Retour sur une soirée théâtrale dense en poésie et politique, signée Independent Little Lies (ILL).

La Kufa brûlera-t-elle comme le parvis de l’abbaye de Neumünster ? Au public d’aller voir et vivre l’expérience « Grexit ». (Photo : Bohumil Kostohryz)

La Kufa brûlera-t-elle comme le parvis de l’abbaye de Neumünster ? Au public d’aller voir et vivre l’expérience « Grexit ». (Photo : Bohumil Kostohryz)

« Grexit », pensé par Ronald Dofing et mis en scène par Marc Baum, est une performance théâtrale itinérante en trois temps – qui s’articule autour de textes poétiques de Yánnis Rítsos, un écorché vif de la littérature grecque. Dans ses monologues, notamment « Oreste » (1966), il déchire et redéchire la Grèce actuelle, la ramasse en lambeaux, agonisante, sur ses vestiges antiques. La voix éraillée de Christiane Rausch et le jeu sous couvercle de Pitt Simon accélèrent ces déchirements. Bien que longue et somme toute assez statique, cette entrée en matière de l‘odyssée à travers cette belle et triste Grèce en crise est posée et réussie.

L‘exercice dans son ensemble n‘a pas été simple : il n‘est pas évident de choisir la lecture à vue, surtout avec des comédiens professionnels. Ceux-ci sont tentés de laisser échapper leur jeu, de hurler leur texte par-ci, de lancer un geste mal placé par-là. Il faut cependant souligner que « Grexit » n’a été répété que pendant une petite semaine. Le choix des textes et la dramaturgie sont absolument bien amenés et la mise en scène – ou plutôt mise en espace – est très juste dans l’ensemble.

La scénographie de Serge Ecker permet au spectateur, par moments, de prendre du recul par rapport à la densité des paroles, surtout au début. Mais peu à peu, et ce jusqu‘à la fin, jusqu‘à ce requiem ultime de la vie – à travers le monologue apocalyptique « Je meurs comme un pays » de l‘auteur contemporain Dimítris Dimitriádis -, la lumière et les éléments scéniques créent une telle accélération dans la compréhension qu‘on en ressort légèrement écorché. Le cloître devient cet antre où le chœur, dans une version contemporaine, avec une lampe torche sur le front, bombarde le public avec toute la douleur du poète. Dans le fond, un néon éclaire cette scène en permanence: « vassanízomé », qui signifie « je souffre ». Et la boucle est bouclée : on souffre.

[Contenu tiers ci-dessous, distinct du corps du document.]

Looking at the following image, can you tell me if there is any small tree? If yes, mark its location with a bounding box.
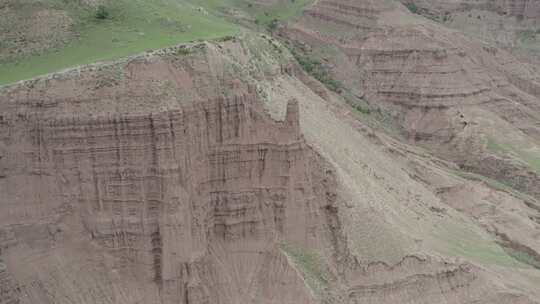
[96,5,109,20]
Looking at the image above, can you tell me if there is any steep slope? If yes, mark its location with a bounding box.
[281,0,540,202]
[0,35,540,304]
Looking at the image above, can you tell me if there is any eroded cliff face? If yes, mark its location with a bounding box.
[401,0,540,22]
[0,45,346,304]
[0,36,538,304]
[282,1,540,202]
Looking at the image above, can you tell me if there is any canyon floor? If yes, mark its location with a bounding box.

Il n‘est pas interdit de souffrir lors de spectacles, dans le sens du « Théâtre de la cruauté » d’Antonin Artaud. De se recueillir non plus, face à la situation actuelle dramatique de la Grèce où non seulement la population a perdu toute perspective de confort, mais où elle a surtout été propulsée dans une crise humanitaire et laissée à l’abandon avec la crise des migrants. Ce qui peut gêner ici est le fait que les idées, les images et les mots prononcés par de solides comédiens vont tous dans la même direction. Il est clair qu’il s’agit d’une ode à la Grèce, d’une critique violente de la gestion de la crise économique, politique ; celle de nos valeurs, en général. On n’a malheureusement ni le temps ni l’espace pour se faire sa propre vision. La matière littéraire est dense, notamment dans la deuxième partie: on entre sur une musique populaire des années 1980 où tout allait plus ou moins bien ; on assiste à un débat politique télévisé sur les négociations entre Grecs et Troyens – un texte de Jan Kochanowski, « Le renvoi des messagers grecs ». À celui-ci s’ajoutent les textes contemporains de Christa Wolf, « Kassandra », et de David Graeber, « Revolution rückwärts ». Le mélange est très grisant, mais la densité de cette lecture haletante empêche la respiration de la pensée, on s’y perd. On s’y retrouve par contre avec un moment de grâce, interprété et vraiment joué par Brigitte Urhausen, dans un éclairage hypnotique.

Il aurait fallu peut-être plus de temps, quelques mois de confort, pour déclencher un tonnerre théâtral, si toutefois cela est possible au grand-duché. Vraiment, malgré les quelques failles et les quelques lourdeurs, il faut absolument se soumettre à cette expérience, se laisser embarquer dans cette odyssée qui sera reprise à la Kulturfabrik. Il le faut, parce que ce genre de moment de théâtre est encore trop rare dans notre paysage. Et le public peut bien souffrir un peu, c’est-à-dire tenter de saisir la réalité des choses ou notre histoire commune ou universelle, si lacunaire, autrement qu’à travers les images défilant sur nos écrans – notamment à travers le théâtre.

Reprise les 24 et 25 février à 20h, à la Kulturfabrik.